Sur les conclusions présentées au titre de l'article L. 521-1 du code de justice administrative :

4. Aux termes de l'article L. 521-1 du code de justice administrative : " Quand une décision administrative, même de rejet, fait l'objet d'une requête en annulation ou en réformation, le juge des référés, saisi d'une demande en ce sens, peut ordonner la suspension de l'exécution de cette décision, ou de certains de ses effets, lorsque l'urgence le justifie et qu'il est fait état d'un moyen propre à créer, en l'état de l'instruction, un doute sérieux quant à la légalité de la décision () ".

5. L'article L. 153-1 du code des procédures civiles d'exécution prévoit que : " L'Etat est tenu de prêter son concours à l'exécution des jugements et des autres titres exécutoires ". Aux termes de l'article L. 411-1 de ce code : " Sauf disposition spéciale, l'expulsion d'un immeuble ou d'un lieu habité ne peut être poursuivie qu'en vertu d'une décision de justice ou d'un procès-verbal de conciliation exécutoire et après signification d'un commandement d'avoir à libérer les locaux ".

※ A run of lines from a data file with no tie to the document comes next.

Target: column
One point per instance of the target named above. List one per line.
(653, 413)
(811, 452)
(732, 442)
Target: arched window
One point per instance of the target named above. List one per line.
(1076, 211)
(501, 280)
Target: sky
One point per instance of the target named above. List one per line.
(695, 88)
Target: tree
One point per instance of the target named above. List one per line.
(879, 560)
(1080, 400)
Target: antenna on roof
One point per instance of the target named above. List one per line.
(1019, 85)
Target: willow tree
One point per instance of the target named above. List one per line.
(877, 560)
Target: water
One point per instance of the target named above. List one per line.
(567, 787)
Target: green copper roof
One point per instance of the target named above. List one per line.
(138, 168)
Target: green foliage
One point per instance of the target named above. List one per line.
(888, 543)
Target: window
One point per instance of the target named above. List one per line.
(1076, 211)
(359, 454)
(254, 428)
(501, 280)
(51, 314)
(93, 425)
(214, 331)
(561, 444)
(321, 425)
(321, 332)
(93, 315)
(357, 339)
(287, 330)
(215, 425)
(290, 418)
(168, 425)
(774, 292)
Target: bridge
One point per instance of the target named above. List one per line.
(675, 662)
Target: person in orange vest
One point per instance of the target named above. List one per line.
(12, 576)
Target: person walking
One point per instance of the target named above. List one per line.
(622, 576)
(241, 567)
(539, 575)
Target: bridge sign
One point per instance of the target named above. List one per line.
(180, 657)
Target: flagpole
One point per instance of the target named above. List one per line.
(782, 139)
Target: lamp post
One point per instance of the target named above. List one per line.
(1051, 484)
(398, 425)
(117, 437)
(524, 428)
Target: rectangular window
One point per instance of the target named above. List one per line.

6. Toute décision de justice ayant force exécutoire peut donner lieu à une exécution forcée, la force publique devant, si elle est requise, prêter main forte à cette exécution. Toutefois, des considérations impérieuses tenant à la sauvegarde de l'ordre public ou à la survenance de circonstances postérieures à la décision judiciaire d'expulsion telles que l'exécution de celle-ci serait susceptible d'attenter à la dignité de la personne humaine peuvent légalement justifier, sans qu'il soit porté atteinte au principe de la séparation des pouvoirs, le refus de prêter le concours de la force publique. En cas d'octroi de la force publique il appartient au juge de rechercher si l'appréciation à laquelle s'est livrée l'administration sur la nature et l'ampleur des troubles à l'ordre public susceptibles d'être engendrés par sa décision ou sur les conséquences de l'expulsion des occupants compte tenu de la survenance de circonstances postérieures à la décision de justice l'ayant ordonné n'est pas entachée d'une erreur manifeste d'appréciation.

7. Il ne résulte pas de l'instruction que Mme A se trouvait dans une situation de précarité d'une gravité telle que son expulsion devait être considérée par le préfet de police comme de nature à porter atteinte à l'ordre public. En l'état de l'instruction, aucun des moyens de légalité interne et externe invoqués n'est de nature à faire naître un doute sérieux quant à la légalité de la décision attaquée.

8. Il résulte de ce qui précède, sans qu'il soit besoin d'examiner la recevabilité de la requête tenant au défaut de capacité à agir et de statuer sur la condition tenant à l'urgence, que les conclusions aux fins de suspension de l'exécution de la décision attaquée et celles tendant à l'application des articles L.761 -1 du code de justice administrative et 37 de la loi du 10 juillet 1991 doivent être rejetées.

O R D O N N E :

Article 1er : Mme A est admise au bénéfice de l'aide juridictionnelle à titre provisoire.

Article 2 : La requête de Mme A est rejetée.

Article 3 : La présente ordonnance sera notifiée à Mme C A, au ministre de l'intérieur et des outre-mer, à M. D E, à Adiam Tutelles et à Me Hug.

Fait à Paris le 28 mai 2024.

La juge des référés,

M. SALZMANN

La République mande et ordonne au ministre de l'intérieur et des outre-mer en ce qui le concerne et à tous commissaires de justice à ce requis en ce qui concerne les voies de droit commun, contre les parties privées, de pourvoir à l'exécution de la présente décision.